Before Tarkos had left the flagship, the Savannah Runner, their superior officer, the Neelee Preeajitala, had sent Tarkos a secret message: You humans understand that even good persons can make very terrible mistakes. We must measure oaths broken against oaths kept, and measure mistakes made against just dee
ds. Tarkos had wondered why he would be given such a strange message. Now he knew.
“Of course that’s what it means,” Eydis said. “And what’s the other one say?” She pointed at the next plate.
To Tarkos’s surprise, Bria answered her. “Genetic data.”
“What?” Tarkos said. He touched his helmet to the cylinder. On several folds of the plate within he could make out the symbols that the galactics used for DNA sequence information. It seemed that this second plate described some kind of genome. He looked to the top of the plate. It began, like the first plate, with the formal declaration of some kind of agreement. “It looks like it’s a treaty too.”
“Contract,” Bria said.
“From the war?” Tarkos asked.
“Older,” Bria said, pointing a claw at where a date was visible on a fold.
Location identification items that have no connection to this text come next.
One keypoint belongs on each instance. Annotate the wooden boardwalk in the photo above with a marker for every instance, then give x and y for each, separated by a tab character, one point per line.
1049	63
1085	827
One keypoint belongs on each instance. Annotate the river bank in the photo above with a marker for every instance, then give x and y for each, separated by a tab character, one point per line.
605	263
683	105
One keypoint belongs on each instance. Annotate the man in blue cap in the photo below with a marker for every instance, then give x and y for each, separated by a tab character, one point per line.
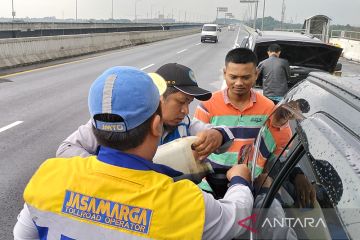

“So, we have two, what do you call them, monument plates—one a treaty naming star systems, the other some kind of a contract listing a genome. One from near the end of the war, one from before the war. Why are they here?”
“Because the Ulltrians want to sow dissension,” Eydis said. “And they’re going to succeed.”
“You don’t know the Alliance sold us out,” Tarkos said.
“Don’t be a fool,” Eydis said, without anger. Her voice sounded tired, resigned. “The Ulltrians just broke the treaty, that’s all. They broke the treaty, and then they lost the war, and Earth was saved. By accident.” She walked over to Bria. “You, Sussurat! Did you know about this? Did Sussurat sell us out too?” She shoved on Bria’s arm, a gesture that failed to budge Bria, or even move her limb.